Monday, March 28, 2011

"Voices, Continued" or "Oops! I Pushed the Wrong Button!"

When I had a spare minute the other day I thought I would add a little more to my last blog post that was supposed to be saved as a draft. I saw comments needing to be moderated. I looked at the screen in confusion, "Why would I have comments?" Then it hit me. I must have published my last post. So if you are suffering from the inertia it may have created when it came to a quick halt, I apologize. Where was I?

Yes, no voice. For seven weeks. It may seem like nothing, but this is how we communicate with each other. I know what it feels like to have a disability. People have no idea if you are intelligent, kind, angry, rude, sarcastic or any other emotion. Whispers come out mono-toned, like texting, except you can use all caps when you text to put an emphasis on words. I had to get good at Charades so people would know what I was talking about, especially in noisy places. You should have seen the kid's face at KFC when I ordered the chicken breast.

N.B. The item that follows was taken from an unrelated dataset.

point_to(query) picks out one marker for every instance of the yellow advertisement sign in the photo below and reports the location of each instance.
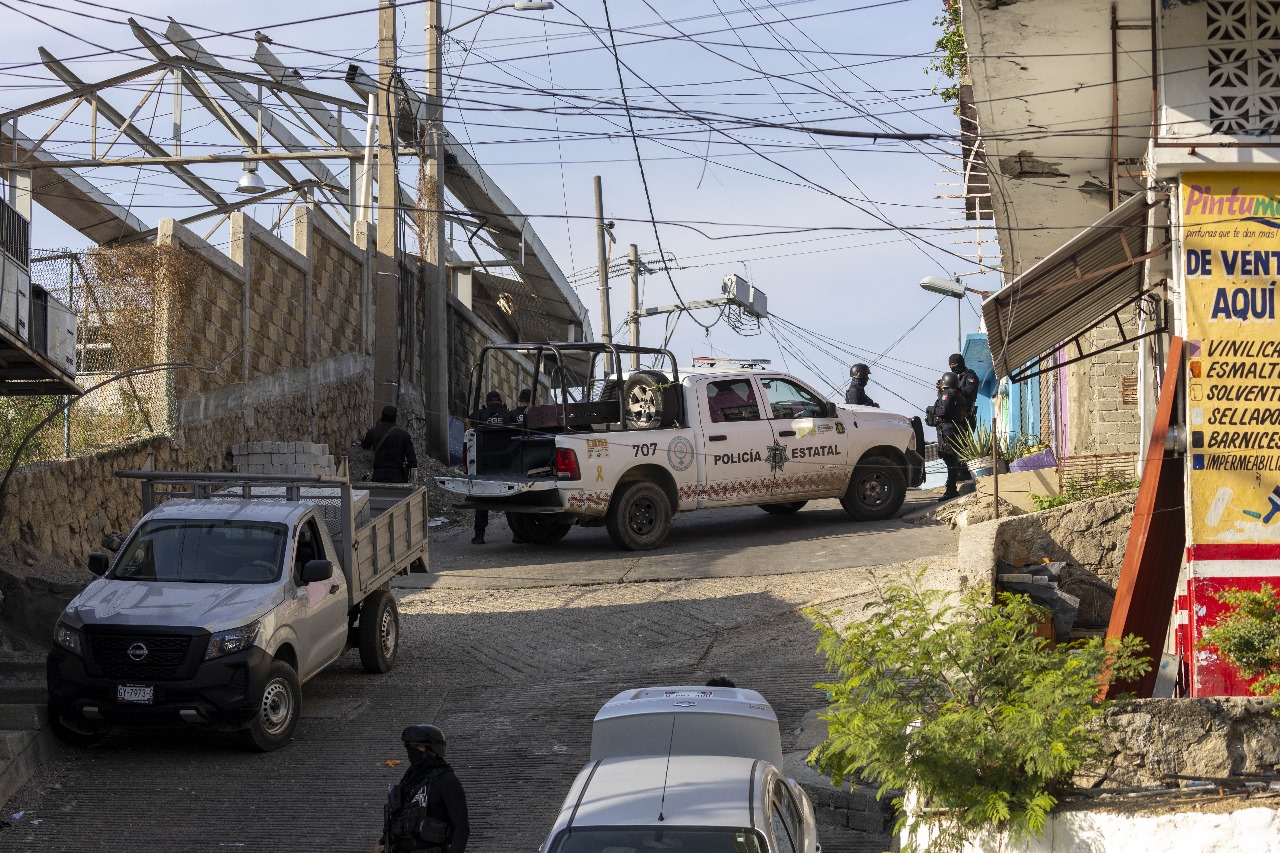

It was by accident I found out I could say one word without a problem. I was describing the voices in my head and how they were sounding a lot like Yosemite Sam. So I said a word that sounds like "spit" and my voice came out normal. I realized I didn't have laryngitis - I have Turrets Syndrome. During these last two months I have had to go to a Speech Pathologist for voice therapy. Who has ever heard of such a thing? I had to go around sounding out "mmmmm" on an exhale. Then it progressed to "mooooo." If anyone had any doubt that I was insane, it was all out at that point.

So that has been my trial this year. I feel as if I am overcoming an illness and can see the light of day now. When I went to work today, my friends came in the office to hear me speak, because they said they forgot what I sounded like. Our volunteer that has been coming in for over a month had never heard my voice before. I can answer the phones again. I can call my Mama. I can laugh. Most of you probably didn't even notice.

Tuesday, March 22, 2011

Voices

Some of you know I have been suffering with a voice disorder for going on seven weeks now. Suffering for me, blessing for others. I can say that I am every husband's dream right now. If you're a friend on Facebook, then you know there have been days I have tried to joke about it, there have been meltdowns, there has been sarcasm, and sometimes no mention of it at all.

It's kind of hard at this point not to think that God has some sort of personal vendetta out for me. It seems the things I enjoy doing, He takes away from me. I was an artist and my hand/wrist is full of pain and surgery didn't correct the pain - just gave me a different pain. I love to sing and after that surgery I do not have a voice. I'm not talking I don't have a beautiful voice - I can barely whisper, which takes much effort and if I talk too much I get light-headed.....not to mention my larynx actually hurts. I'm predicting the only thing left to take is my love of food, which now that I mention that.......I have had a metallic taste in my mouth since December and nothing tastes normal anymore. So maybe I will lose contact with everyone I know due to a traumatic brain injury in the near future. That's my Debbie Downer story for the day.

So when I was sitting in a church at a funeral, my friend graciously shared the hymn book. I waved my hand like I was turning down a serving of duck liver mousse on crudites. "Oh, yeah, I keep forgetting you can't sing," she says with a friendly smile. When you don't sing, you hear everyone around you. A person sitting behind us snorted. I think it was more like an accidental pig noise when your uvula trips over the back of your tongue. Then I heard the same person trying to make their voice match the low vibration of the organ. Then I heard this person's voice scoop to a squeeky high note. This was a lady person, who happened to have no control over her vocal cords and probably over her bladder. Then the conversation with her friend started, "What a shame Danny's not married." "He's not married?" "Well, he was engaged once, but it didn't work out." "He's such a good looking boy, too, what a shame."

Then that night we went to Ali's high school production of "Peter Pan." This time the person behind us was a four year old little girl and her grandma. As Wendy comes down from the air with an arrow through her and the lost boys laid her on the ground, she asks, "Is Wendy dead? Is she dead?" When the pirates were fighting she says as proper as she can, "That's not very nice."